When we first watch the mind, we notice the thoughts and the feelings. When we have something unwholesome in the mind and we say that we’re angry, we try to look at anger and the first thing that we meet are the angry thoughts and the feelings that come with anger. But, that’s not anger.
The thought is just a thought and the feeling is just a feeling. Just as when we’re happy, we have happy thoughts and we have happy feelings, but they are not the happiness.
At first we see the thoughts and the feelings and think that they are the anger; but later we begin to recognize that there’s something behind – there’s an operating quality that is driving and conditioning the feelings and the thoughts. These qualities work through the feelings and the thoughts to express themselves, but they’re not the thoughts and the feelings.
Thoughts and feelings are functions of the mind that allow the mind quality to be expressed.
When wisdom arises, there’ll be wise thoughts. Wisdom acts through thoughts to give you wise thoughts, and there are different feelings in the body and in the mind.
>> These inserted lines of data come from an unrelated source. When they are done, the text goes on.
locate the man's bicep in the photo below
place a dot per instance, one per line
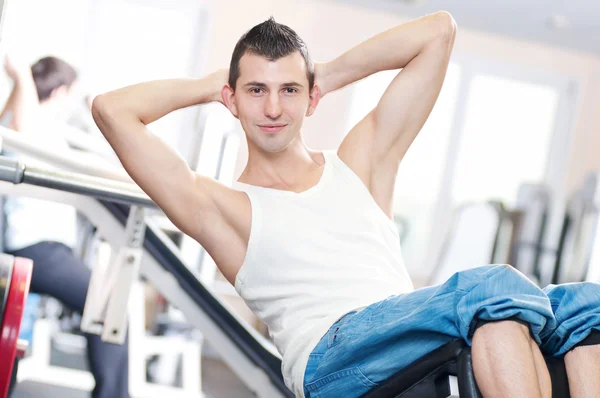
(409, 99)
(154, 166)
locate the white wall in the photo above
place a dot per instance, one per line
(331, 28)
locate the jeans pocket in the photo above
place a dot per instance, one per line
(348, 383)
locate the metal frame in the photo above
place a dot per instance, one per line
(114, 233)
(106, 304)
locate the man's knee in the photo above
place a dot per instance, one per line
(501, 329)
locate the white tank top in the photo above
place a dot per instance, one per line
(313, 257)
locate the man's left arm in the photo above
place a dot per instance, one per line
(23, 101)
(377, 144)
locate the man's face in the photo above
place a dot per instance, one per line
(271, 100)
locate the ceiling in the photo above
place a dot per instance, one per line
(534, 20)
Every one of these wholesome and unwholesome qualities has its own characteristics – anger makes the mind think and feel in certain ways, and likewise greed, wisdom, happiness, sadness, anxiety, worry, metta and gratitude. All of them have their characteristics that are separate from the thoughts and feelings.
The words are different because the meanings are different which means their natures are different.
The more we observe them, the more information we gather about them, the more we understand them and how each of their characteristics function and also understand more about what a feeling is and what a thought is.